If your older dog does have an accident in the house, NEVER scold or punish the dog in any way. If you see it happening, a quick “no” to get their attention and hopefully interrupt their business, and then get them outside as quickly as possible. If you don’t see the accident happen, it is way too late to do anything other than clean it up and strive to not allow the dog that opportunity again. Trying to shame the dog will never, ever work, regardless what others might tell you.
While all dogs like digging, it’s not pleasant to see your beautiful yard get torn up. Older dogs that have been allowed to dig in the past can be challenging to retrain.
The best strategy is to limit the opportunities for them to dog (notice a pattern here?). Supervision at all times should be mandatory.
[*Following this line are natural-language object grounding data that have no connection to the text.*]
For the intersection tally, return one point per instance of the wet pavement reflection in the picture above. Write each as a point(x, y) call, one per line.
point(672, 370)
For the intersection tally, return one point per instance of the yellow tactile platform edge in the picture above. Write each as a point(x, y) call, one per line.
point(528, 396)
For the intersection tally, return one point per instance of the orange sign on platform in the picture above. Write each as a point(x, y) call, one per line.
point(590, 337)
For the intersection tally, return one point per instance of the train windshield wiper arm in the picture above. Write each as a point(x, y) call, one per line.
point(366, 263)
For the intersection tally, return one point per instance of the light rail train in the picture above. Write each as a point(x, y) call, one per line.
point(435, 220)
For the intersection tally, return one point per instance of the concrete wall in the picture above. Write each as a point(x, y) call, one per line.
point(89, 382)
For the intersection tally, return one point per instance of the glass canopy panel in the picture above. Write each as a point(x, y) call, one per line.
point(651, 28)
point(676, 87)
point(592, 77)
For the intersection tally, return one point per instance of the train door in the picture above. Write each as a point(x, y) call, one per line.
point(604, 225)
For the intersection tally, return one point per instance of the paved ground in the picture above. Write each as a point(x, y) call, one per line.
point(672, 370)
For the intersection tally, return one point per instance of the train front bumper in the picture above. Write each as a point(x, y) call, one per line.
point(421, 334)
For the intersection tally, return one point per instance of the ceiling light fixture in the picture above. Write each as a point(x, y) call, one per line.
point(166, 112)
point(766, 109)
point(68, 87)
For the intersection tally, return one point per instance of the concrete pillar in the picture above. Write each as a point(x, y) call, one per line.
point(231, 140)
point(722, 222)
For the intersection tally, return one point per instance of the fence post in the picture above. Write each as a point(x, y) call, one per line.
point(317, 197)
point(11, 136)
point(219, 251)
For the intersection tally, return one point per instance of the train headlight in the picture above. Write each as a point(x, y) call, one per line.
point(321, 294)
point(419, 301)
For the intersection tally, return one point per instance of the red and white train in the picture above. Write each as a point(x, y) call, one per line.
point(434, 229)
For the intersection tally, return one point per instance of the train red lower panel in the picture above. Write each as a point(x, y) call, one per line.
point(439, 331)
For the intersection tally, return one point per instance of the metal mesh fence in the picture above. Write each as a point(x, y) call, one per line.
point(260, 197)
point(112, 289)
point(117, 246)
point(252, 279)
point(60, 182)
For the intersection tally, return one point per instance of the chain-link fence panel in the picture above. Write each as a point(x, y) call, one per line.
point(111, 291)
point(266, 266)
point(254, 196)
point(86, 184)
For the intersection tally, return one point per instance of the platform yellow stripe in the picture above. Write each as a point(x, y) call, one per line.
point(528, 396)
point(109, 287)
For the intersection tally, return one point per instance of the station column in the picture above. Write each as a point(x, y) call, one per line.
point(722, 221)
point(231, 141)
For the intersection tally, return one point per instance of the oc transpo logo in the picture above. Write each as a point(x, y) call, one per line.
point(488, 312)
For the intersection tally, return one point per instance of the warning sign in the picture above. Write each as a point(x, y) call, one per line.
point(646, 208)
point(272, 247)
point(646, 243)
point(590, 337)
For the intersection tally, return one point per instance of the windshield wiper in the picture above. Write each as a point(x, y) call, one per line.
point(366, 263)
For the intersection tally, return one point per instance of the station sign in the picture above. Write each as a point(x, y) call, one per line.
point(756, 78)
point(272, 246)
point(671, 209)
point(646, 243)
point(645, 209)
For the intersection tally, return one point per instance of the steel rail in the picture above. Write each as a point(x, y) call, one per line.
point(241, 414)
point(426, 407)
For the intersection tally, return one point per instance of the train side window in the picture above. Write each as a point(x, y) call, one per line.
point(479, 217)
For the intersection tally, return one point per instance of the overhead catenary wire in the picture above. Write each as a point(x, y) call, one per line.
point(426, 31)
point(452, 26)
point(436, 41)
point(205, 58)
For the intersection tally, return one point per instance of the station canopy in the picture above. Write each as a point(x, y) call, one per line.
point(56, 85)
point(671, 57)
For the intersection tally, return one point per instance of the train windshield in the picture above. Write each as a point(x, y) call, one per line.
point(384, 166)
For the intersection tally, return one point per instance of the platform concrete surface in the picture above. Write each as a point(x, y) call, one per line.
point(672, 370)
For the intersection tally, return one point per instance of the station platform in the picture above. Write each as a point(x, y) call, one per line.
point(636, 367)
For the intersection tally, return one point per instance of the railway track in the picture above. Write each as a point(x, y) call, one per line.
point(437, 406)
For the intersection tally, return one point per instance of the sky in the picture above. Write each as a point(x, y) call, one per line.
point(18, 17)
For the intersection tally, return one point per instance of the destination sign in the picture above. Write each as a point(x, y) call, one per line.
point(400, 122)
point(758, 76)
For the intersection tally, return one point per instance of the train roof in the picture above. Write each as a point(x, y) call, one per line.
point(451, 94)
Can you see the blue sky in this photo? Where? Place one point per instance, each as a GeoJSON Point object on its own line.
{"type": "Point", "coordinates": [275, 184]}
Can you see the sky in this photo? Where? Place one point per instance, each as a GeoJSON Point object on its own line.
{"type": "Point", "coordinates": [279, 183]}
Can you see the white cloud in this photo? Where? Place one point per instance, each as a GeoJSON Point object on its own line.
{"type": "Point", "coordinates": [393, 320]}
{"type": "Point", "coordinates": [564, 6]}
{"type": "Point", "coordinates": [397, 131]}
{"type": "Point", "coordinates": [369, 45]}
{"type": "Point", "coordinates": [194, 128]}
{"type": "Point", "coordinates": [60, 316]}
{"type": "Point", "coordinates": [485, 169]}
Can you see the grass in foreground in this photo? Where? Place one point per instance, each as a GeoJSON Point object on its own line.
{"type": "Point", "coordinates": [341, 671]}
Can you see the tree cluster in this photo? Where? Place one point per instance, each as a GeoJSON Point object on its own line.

A bored or under-exercised dog is more likely to dig as well, so taking your dog on adequate walks and providing them with toys and play to engage their mind will also go a long ways towards solving this issue.
If a dog has started digging a hole in your yard, you can cover it with a plant pot or lawn furniture so it doesn’t continue to tempt them. See our guide to cultivating a dog-resistant lawn for more advice on this topic.
You already know that your dog shouldn’t be left unsupervised to chew on household items that don’t belong to them. But if you do see your dog start to chew on an item such a shoe, immediately offer the dog a chew toy or bone as an alternative, taking away the shoe and replacing it with the toy. If you are consistent with this strategy, your dog will soon learn what is and isn’t appropriate to chew.
While most people are charmed by the cute, little, furry puppy jumping up on them, it’s not the same with older dogs. No one wants the dirty paws of a full grown dog all over them, even if it’s not the dog’s fault they were never trained properly.
To stop this, instead of making eye contact and petting your dog whenever he jumps at you, you should immediately start acting cold towards him. Anytime your dog comes jumping at you, turn your back and ignore them (although it seems rude or harsh, this response pays). Now, wait until they are down on their four legs, and then offer a reward.
Do this often until your pup learns that rewards only come when they are sitting. Be calm, and don’t shout or knee them away! By doing so, your dog will eventually learn to stop jumping up on you. Have friends who visit your home perform the same procedure so your dog learns that the rule applies to everyone.
Training an older dog can be challenging, but mainly because they already have some pre-established behaviors. However, with the right method, practice, consistency, and patience, you can learn how to train an older dog so it behaves in a manner that makes life more enjoyable for both of you.